I just released a hugely improved version of nagiosr: for example it picks up eight alerts from yesterday that the old version missed! (I didn't write the orginal alert matching code--but I've almost entirely rewritten it now.)
ftp://noc.hep.wisc.edu/pub/src/nagiosr
The old Agenda System, based on CERN's "CDS" had a serious security hole, so Will's implemented CERN's new version (called "Indico".) The old DIS05 and PHENO06 content has been migrated to the new system, but the old accounts don't work (just re-register if need be.)

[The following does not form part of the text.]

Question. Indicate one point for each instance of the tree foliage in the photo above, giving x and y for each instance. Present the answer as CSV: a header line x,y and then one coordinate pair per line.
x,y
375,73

I'm rather certain we set a new record for egress traffic here at the University of Wisconsin. For a few minutes we peaked at 4.2 Gbps and we sustained 3.3 Gbps for a little over 30 minutes. The end-to-end (Fermi to UW HEP) applications (PHEDeX) data rate was around 2.7 Gbps (330 MBps.)
At approximately 0205 today, one of the UW-HEP name servers (at 128.104.28.118) died. This caused minor delays in resolving domain names until around 0710--when DNS service was restored. DHCP service is still down, but should be restored shortly.

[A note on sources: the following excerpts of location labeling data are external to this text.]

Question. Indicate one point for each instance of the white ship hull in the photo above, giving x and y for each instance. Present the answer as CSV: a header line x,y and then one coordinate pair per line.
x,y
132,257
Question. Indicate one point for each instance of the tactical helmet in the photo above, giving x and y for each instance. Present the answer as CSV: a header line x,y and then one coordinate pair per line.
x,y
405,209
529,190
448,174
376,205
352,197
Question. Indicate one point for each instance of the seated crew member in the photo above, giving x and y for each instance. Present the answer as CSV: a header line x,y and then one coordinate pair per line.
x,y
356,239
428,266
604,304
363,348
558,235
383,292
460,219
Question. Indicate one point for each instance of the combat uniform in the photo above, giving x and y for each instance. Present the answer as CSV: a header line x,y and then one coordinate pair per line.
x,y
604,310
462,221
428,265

Some recent discussion on the Nagios mailing list reminded me that I've announced my super nifty full-screen terminal interface for Nagios...
http://noc.hep.wisc.edu/cnagios.html
Cnagios and nagiosr make a darn nice replacement for the Nagios web GUI--in fact I almost never use the web gui anymore!

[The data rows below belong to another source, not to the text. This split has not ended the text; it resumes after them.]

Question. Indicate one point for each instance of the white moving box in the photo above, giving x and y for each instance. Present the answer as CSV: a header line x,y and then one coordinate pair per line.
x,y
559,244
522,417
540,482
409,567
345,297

When real garlic gets old, it gets moldy and stinky. Fortunately our garlic (an AFS server for OSG file space) didn't get stinky, but it did get too slow for the job. So we've upgraded from a lowly 2 GHz Pentium4 system to a spiffy dual 3.0 GHz Xeon system with 4 GB of memory.
Here's some pretty graphs I made recently, I have no idea what they really represent, but I'm sure the under-lying data is completely bogus...
http://noc.hep.wisc.edu/nrg/tier2/ProdAgent-events.cgi
We recently inherited 27 dual 3.0 GHz Xeon compute servers (which were already housed in our machine room.) In order to increase our storage space for our CMS Tier-2 storage facility, we're going to install a bunch of disks in them.
Yesterday I asked for quotes for qty 55 750 GB Seagate 7200.10 disks, but then on vendor said they've seen a 80% failure rate with that drive. So now we're looking at buying 55 500 GB Seagate drives--the NL35.2 model--which has a better MTBF. Oh, well, only another 13.5 TB instead of 20.
If you know Nagios, then you probably know that that some of it's monitoring scripts (aka "plugins") suck. And that's why I wrote nifty scripts to monitor sendmail mail queue size over snmp today...
ftp://noc.hep.wisc.edu/pub/src/nagios/
Adaptec bought a company called DPT a number of years ago. I
have a long and good history of using the RAID controllers
from DPT. A few months ago, I was disappointed to find out
that Adaptec had stopped making DPT-based RAIDs. I emailed one
of the DPT guys at Adaptec and he sent my a very friendly reply
with the skinny. Adaptec no longer makes DPT-based RAID controllers,
but they have folded a lot of the DPT technology into their latest
("aacraid") controllers and software. So we're now standardizing
on the aacraid controllers--which I'm comfortable with because
not-so-little vendors like Dell and Sun integrate aacraid controllers
into their products. And thus I just finished writing a Nagios plugin
to monitor our new aacraid (2130/2230S) controllers...
ftp://noc.hep.wisc.edu/pub/src/nagios/